Prior research has shown that snapping shrimp are capable of generating supersonic, high-amplitude pressure (shock) waves using their claws. They clamp their claws quickly when approaching prey, resulting in the creation of popping bubbles accompanied by a snapping sound. The snapping sound is caused by a shock wave. These can damage organs and tissues in nearby creatures, making them much easier to catch. In this new effort, the researchers wondered why the shrimps that create the shock waves are not harmed by them, even when they are generated by others of their kind. To find out, they captured 60 of the creatures and brought them back to their lab for study.

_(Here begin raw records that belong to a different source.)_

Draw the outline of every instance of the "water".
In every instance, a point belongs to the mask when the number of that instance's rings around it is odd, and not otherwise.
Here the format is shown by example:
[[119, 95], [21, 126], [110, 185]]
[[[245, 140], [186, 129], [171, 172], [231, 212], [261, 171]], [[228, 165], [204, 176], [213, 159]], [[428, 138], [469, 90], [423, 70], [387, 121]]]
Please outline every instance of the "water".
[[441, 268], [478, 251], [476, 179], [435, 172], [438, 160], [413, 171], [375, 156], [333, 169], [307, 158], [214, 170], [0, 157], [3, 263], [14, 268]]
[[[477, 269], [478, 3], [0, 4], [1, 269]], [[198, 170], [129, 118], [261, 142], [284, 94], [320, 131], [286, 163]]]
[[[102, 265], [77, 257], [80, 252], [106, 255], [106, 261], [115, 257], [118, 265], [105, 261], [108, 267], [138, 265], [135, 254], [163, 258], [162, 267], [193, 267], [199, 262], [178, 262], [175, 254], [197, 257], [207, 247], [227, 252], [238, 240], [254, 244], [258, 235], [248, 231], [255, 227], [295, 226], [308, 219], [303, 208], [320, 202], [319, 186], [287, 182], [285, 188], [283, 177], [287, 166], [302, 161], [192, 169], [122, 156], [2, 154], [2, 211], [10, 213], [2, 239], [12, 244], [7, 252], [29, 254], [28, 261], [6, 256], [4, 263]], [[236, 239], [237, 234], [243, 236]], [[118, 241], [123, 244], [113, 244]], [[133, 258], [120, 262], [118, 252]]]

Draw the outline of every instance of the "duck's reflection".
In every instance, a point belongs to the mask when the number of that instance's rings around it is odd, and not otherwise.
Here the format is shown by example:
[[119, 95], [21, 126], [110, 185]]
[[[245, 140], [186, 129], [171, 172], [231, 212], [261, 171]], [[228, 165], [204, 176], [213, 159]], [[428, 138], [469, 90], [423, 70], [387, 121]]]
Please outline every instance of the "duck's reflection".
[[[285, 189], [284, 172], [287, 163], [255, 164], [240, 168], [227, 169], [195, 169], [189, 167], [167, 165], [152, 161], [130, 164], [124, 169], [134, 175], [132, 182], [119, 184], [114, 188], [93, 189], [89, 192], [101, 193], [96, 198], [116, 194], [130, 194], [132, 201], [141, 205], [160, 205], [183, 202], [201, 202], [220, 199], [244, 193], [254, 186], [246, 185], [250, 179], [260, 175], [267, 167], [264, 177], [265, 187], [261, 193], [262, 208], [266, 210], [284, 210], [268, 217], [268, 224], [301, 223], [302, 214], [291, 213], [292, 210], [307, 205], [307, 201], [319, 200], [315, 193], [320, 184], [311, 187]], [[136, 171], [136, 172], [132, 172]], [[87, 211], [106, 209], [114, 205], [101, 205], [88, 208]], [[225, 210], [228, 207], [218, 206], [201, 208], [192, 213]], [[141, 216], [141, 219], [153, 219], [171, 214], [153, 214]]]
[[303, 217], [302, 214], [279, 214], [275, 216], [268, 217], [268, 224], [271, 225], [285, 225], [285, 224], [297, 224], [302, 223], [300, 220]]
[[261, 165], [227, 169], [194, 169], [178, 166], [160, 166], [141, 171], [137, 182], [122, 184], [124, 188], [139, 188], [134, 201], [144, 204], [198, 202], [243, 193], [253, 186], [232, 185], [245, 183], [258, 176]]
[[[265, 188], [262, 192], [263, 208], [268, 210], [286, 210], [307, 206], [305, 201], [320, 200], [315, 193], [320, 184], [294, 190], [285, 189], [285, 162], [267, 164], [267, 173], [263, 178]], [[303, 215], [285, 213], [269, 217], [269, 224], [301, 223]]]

Suspecting that the orbital hood that covers the head of the shrimp played a protective role, the researchers cut them off several of the creatures. They found that cutting off the hood did not seem to impact the shrimp during normal activities. But when they generated shockwaves to stun nearby prey, their behavior changed immediately. They jolted as if stung by a bolt of electricity, spun around, and sometimes fell over. Afterward, they moved oddly and had difficulty navigating back to their shelter—several appeared to get lost altogether. In sharp contrast, control with intact orbital hoods exposed to the shock waves behaved normally.

The researchers examined the hoods and found that the inside of them was lower than the water pressure outside. Also, the hoods had holes that allowed water to exit during a shockwave blast, directing the energy away from the brain and eyes. The researchers note that their finding is the first to identify biological features that protect against shock waves.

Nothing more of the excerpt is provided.